Objective: The efficacy of S-1 as part of a 2nd/3rd-line therapy in cases of advanced recurrent colon cancer was studied.
Subjects and methods: The efficacy of treatment with S-1 (initial dosage: 80 mg/m(2)) was studied in 19 patients with advanced recurrent colon cancer in whom PD was observed after pretreatment with 5-FU-based combination chemotherapy had been performed during the period from December 2003 to April 2006. Patients who underwent a course that exceeded 1 month after the pretreatment and who met the criteria for the appropriate use of S-1 were selected as subjects.
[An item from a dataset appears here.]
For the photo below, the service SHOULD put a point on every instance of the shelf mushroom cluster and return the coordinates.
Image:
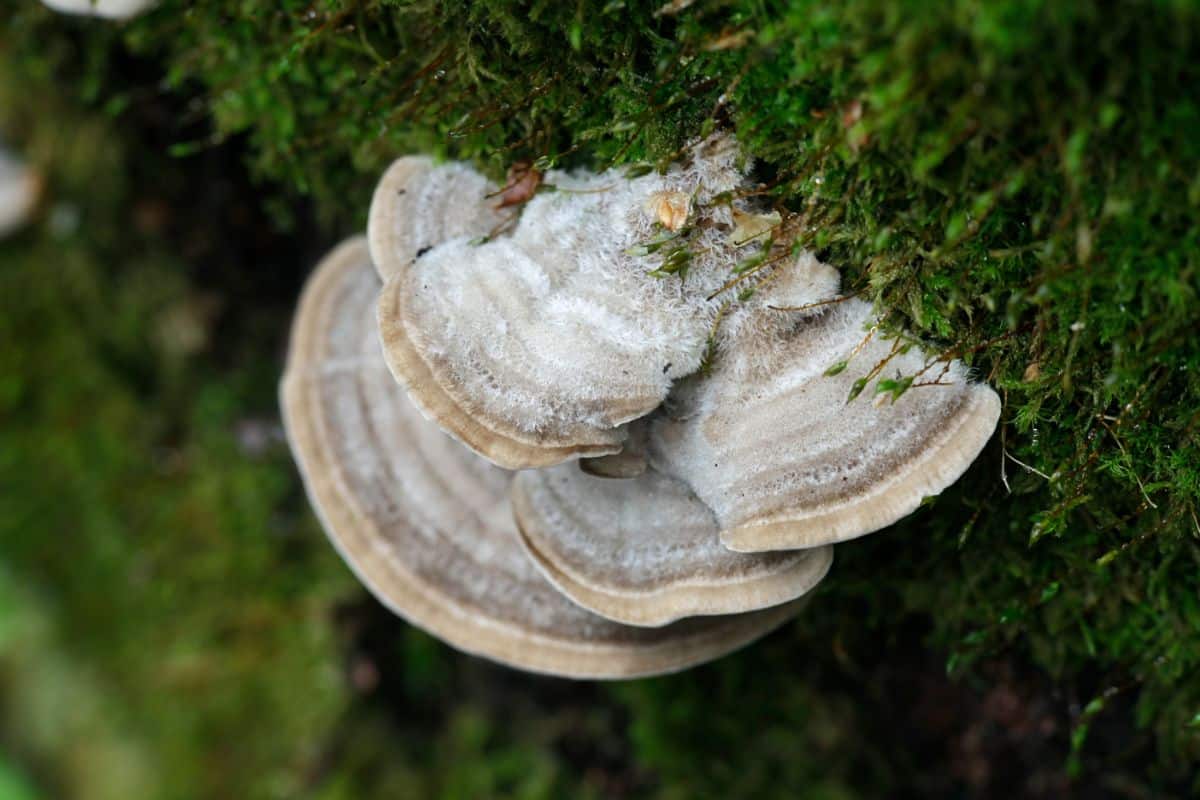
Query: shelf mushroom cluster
(21, 187)
(563, 438)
Results: The median age was 65 years (45 to 75 years old) with 10, 6, and 3 patients having a PS score of 0, 1, and 2, respectively, and the details of the duration of the pretreatment was that 12 and 7 patients respectively received 2nd-and 3rd-line therapy. The median duration of the treatment with S-1 was 141 days, and the number of subjects with PR, SD, and PD who underwent S-1 treatment was 2, 7, and 6, respectively, with a response rate of 13. 3% and a disease control rate of 60. 0%. The progression free survival time and the overall median survival time were 5. 4 months and 13. 9 months, respectively. Regarding the effectiveness according to treatment line, particularly in the subjects who were administered S-1 as part of the 2nd-line therapy, good results were observed, thus showing a response rate of 20% and an overall median survival time of 13. 9 months, which exceeded 1 year. The incidence of adverse events was 58%(11 and 19), and the major side effects were neutropenia in 31. 6% (6 and 19) and leukopenia in 21. 1% (4 and 19) of the patients, which are both mild and showed a grade of 2 or lower.
Conclusion: The use of S-1 as part of a 2nd/3rd-line therapy in cases of advanced recurrent colon cancer may contribute to good prognoses.